Police say they have solved the fatal tahfiz school fire case following the arrests of seven teenagers connected with the deaths of 23 people including learners as young as six years old at the Darul Quran Ittifaqiyah tahfiz centre on September 16, 2017. The suspects had allegedly set fire to the tahfiz centre in Jalan Keramat Hujung, Kuala Lumpur after a name-calling incident between them and some pupils of the school. Apparently they had used two cooking gas cylinders and an accelerator to set the three-storey building on fire early Thursday morning.

Police are investigating the case as murder and causing mischief by fire. Police had picked up the suspects between 6.30pm Friday and 2.30am Saturday at different locations in Datuk Keramat, thanks to leads from CCTV recordings and initial forensic evidence that suggested foul play.

It is tempting to believe that the case has been cleared up, but in reality many factors promise to complicate the issue. The Keramat tahfiz tragedy is the latest in a series of fires that had hit religious institutions in the past two years, according to fire department statistics, quoted by ALJAZEERA. Of  the 1,083 fires that were recorded during this period, 211 were burned to the ground. The worst incident took place in 1989 when 27 female students at a religious school in Kedah died after fire destroyed the school and eight wooden hostels.

Predictably, the most recent incident has renewed calls for better regulation of religious schools which are mostly privately run. They come under the purview of state religious authorities and not the education ministry. Apparently there are more than 500 registered tahfiz schools in Malaysia but many more could be operating without licences.

The question is, have things improved over the last two years? As it often happens in Malaysia, there would be angry hue and cry for action when disasters strike but it would be business as usual after a week or two. If remedial efforts had been initiated to tackle the tahfiz school situation then people don't know about it.
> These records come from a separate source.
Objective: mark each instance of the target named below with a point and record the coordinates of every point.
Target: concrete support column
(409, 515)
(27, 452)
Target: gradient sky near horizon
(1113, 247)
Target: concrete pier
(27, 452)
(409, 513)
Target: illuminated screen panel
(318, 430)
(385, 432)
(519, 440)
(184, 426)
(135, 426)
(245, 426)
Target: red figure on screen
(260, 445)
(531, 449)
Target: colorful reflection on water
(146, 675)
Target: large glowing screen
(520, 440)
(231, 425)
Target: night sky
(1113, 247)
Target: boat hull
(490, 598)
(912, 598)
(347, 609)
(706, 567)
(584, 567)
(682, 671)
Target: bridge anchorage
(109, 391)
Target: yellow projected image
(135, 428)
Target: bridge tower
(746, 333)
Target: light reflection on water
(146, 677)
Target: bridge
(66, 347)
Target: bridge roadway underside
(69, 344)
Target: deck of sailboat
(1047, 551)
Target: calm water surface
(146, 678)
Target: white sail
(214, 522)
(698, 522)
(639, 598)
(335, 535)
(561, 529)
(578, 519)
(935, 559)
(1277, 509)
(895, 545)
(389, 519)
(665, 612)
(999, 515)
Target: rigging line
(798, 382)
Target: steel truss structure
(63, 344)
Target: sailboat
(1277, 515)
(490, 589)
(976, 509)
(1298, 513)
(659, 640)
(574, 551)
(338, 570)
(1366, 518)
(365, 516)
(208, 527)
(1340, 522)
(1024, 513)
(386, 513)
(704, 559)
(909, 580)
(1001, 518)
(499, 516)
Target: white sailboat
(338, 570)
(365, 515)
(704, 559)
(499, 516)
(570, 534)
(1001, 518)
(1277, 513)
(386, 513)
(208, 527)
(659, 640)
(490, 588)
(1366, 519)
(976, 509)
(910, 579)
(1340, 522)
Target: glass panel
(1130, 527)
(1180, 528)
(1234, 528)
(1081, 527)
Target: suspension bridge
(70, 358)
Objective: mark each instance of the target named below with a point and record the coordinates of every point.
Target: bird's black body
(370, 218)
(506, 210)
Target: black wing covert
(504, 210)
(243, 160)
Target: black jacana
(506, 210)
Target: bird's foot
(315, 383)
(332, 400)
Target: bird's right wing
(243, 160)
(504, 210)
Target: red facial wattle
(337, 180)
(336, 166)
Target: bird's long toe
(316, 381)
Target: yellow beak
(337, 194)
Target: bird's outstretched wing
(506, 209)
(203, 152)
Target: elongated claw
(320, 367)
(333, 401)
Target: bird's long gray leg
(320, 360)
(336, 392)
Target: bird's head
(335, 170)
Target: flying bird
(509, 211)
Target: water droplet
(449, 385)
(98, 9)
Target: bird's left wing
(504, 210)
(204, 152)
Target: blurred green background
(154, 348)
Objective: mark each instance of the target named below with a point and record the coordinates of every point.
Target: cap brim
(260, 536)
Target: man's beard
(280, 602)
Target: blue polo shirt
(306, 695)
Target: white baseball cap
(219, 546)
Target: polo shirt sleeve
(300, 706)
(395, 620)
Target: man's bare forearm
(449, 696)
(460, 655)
It is disturbing to learn that the suspects -- all school dropouts between the ages of 11 and 18 -- showed no remorse, according to a New Straits Times report. Six of the seven suspects had tested positive for drugs. Two of them had been detained before, one on charges of vehicle theft, another for rioting. They were said to be on drugs when they started the fire. Reportedly, they are children of immigrants living in the Datuk Keramat area. Notwithstanding their crime, these suspects are as much victims as the tahfiz pupils who had perished in the fire. They need help to recover from the mess that they are in now.

One of the most frequently asked questions about them was, where were their parents when they embarked on their dastardly deed? Why were they allowed to roam the streets during the hours when most normal kids would be sleeping? But are we prepared to assist them? Do we even care about their well-being? Quiet introspection can be extremely valuable at this stage.

Did anyone ever imagine that Malaysian kids would resort to arson to exact revenge for a perceived wrongdoing? And why is this alarming aggressive behaviour surfacing now? Boys and girls today also have a hard time showing respect for authority, responding to simple instructions and completing tasks, among other things. They seem to be falling further and further behind.

We cannot say we have resolved the Keramat fire disaster until we address all the issues that had led to the blaze. A calamity of this magnitude should be one of those defining moments in Malaysia's  progress but do we have what it takes to bring both quality and commitment to the cause of keeping our children safe?